Calculate the mole fraction of NaOH in 10% w/w aqueous solution. [At. MassH=1, O=16, Na=23u]​

Answer 1

Answer:

0.047 is your answer.See the attachment.

Answer 2

Answer:

 The mole fraction of $NaOH$ measured is $0.047$.

Explanation:

Given,

The $10\%$ w/w aqueous solution of $NaOH$.

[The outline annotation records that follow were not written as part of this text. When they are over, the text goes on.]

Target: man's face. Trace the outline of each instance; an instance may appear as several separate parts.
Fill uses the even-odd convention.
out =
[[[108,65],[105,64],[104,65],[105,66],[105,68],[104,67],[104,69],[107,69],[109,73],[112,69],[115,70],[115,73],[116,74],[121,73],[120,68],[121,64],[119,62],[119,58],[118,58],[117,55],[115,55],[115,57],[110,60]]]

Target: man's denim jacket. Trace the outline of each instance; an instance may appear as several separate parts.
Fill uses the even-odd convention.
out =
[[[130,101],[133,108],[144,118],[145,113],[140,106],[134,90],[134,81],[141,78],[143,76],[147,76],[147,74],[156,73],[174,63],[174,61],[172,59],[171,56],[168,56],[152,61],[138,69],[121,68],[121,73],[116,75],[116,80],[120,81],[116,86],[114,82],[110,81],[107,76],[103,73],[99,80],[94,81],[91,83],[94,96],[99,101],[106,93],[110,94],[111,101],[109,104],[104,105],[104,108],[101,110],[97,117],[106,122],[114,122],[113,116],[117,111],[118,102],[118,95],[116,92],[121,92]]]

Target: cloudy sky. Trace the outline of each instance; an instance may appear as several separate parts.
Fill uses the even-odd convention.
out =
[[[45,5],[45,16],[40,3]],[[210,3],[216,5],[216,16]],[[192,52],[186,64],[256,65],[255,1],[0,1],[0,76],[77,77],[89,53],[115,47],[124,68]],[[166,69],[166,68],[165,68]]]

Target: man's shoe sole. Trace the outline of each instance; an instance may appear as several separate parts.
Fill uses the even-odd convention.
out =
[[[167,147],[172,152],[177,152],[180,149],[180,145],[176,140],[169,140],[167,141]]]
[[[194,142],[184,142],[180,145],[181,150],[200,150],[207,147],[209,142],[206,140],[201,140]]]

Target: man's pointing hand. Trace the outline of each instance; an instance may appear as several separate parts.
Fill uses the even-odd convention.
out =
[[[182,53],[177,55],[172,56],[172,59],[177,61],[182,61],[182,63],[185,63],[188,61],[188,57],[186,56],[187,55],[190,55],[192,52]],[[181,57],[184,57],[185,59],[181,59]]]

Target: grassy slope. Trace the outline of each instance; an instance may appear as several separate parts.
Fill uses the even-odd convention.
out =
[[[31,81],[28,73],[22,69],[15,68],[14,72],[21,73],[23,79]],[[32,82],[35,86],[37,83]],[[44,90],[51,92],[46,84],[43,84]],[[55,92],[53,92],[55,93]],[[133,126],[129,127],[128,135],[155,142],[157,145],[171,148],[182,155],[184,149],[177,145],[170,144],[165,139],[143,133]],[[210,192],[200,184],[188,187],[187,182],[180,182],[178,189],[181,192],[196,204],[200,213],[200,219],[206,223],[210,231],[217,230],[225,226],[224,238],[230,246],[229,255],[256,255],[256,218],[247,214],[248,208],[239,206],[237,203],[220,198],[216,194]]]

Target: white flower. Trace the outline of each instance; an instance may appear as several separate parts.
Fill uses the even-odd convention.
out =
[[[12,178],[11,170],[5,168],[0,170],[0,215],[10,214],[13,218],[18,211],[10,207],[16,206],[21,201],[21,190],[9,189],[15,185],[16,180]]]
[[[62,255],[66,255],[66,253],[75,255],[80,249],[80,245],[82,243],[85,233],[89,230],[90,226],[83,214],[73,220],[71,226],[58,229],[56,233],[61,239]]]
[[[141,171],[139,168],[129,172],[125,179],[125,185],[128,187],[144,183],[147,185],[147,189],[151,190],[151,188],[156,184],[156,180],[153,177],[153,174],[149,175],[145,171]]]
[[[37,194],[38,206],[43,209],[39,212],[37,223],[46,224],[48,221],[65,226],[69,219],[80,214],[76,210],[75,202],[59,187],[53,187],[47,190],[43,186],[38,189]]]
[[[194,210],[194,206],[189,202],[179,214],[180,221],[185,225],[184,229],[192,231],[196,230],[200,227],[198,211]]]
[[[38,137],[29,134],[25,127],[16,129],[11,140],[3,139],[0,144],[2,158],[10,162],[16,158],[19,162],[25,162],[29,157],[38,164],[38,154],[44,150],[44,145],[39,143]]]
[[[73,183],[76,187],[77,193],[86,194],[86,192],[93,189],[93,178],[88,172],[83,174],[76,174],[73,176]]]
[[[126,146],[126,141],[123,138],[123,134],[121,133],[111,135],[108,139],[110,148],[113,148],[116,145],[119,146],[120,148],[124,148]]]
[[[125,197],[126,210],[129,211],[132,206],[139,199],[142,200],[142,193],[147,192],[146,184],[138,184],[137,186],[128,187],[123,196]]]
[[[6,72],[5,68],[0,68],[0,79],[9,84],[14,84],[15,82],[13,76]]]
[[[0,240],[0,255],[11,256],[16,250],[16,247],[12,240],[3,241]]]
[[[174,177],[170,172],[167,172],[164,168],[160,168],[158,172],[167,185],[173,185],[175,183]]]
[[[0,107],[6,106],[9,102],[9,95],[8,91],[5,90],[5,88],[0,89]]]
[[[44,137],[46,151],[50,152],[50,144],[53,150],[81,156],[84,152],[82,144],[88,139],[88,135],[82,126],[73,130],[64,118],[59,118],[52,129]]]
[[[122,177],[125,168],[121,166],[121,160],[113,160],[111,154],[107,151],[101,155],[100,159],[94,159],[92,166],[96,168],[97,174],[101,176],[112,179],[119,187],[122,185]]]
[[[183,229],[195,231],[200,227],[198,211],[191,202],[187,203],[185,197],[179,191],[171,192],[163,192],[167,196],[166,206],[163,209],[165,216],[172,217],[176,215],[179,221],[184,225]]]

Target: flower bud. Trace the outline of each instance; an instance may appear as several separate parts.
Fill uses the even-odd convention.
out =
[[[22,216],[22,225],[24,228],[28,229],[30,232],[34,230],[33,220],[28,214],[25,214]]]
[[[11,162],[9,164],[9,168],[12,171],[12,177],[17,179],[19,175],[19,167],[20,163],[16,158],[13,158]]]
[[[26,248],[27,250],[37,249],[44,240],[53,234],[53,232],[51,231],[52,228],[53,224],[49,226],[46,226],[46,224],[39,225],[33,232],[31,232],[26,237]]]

The atomic mass of hydrogen = $1u$

The atomic mass of oxygen = $16u$

The atomic mass of sodium = $23u$

The mole fraction of $NaOH$ in $10\%$ w/w aqueous solution =?

As given,

• $10\%$ w/w aqueous solution of $NaOH$.
• This means, $10g$ of $NaOH$ present in $100g$ of the solution.

Therefore,

• Mass of solvent ( $H_{2}O$ ) = Mass of the solution - the mass of $NaOH$
• Mass of solvent ( $H_{2}O$ ) = $100-10$ = $90g$

Now,

• The molar mass of $NaOH$ = atomic mass of Na + atomic mass of O + atomic mass of H
• The molar mass of $NaOH$ = $23 + 16 + 1$ = $40u$ = $40g/L$

Also,

• The molar mass of $H_{2}O$ = 2 × atomic mass of H + atomic mass of O
• The molar mass of $H_{2}O$ = $2\times1 + 16$ = $18u$ = $18g/L$.

Now,

• The number of moles of $NaOH$ = $\frac{Given mass }{Molar mass}$ = $\frac{10}{40}$ = $0.25 mol$
• The number of moles of $H_{2}O$ = $\frac{Given mass }{Molar mass}$ = $\frac{90}{18}$ = $5 mol$

Therefore,

• The mole fraction of $NaOH$ = $\frac{n_{NaOH} }{n_{NaOH} + n_{H_{2}O } }$ = $\frac{0.25}{0.25 +5}$ = $0.047$.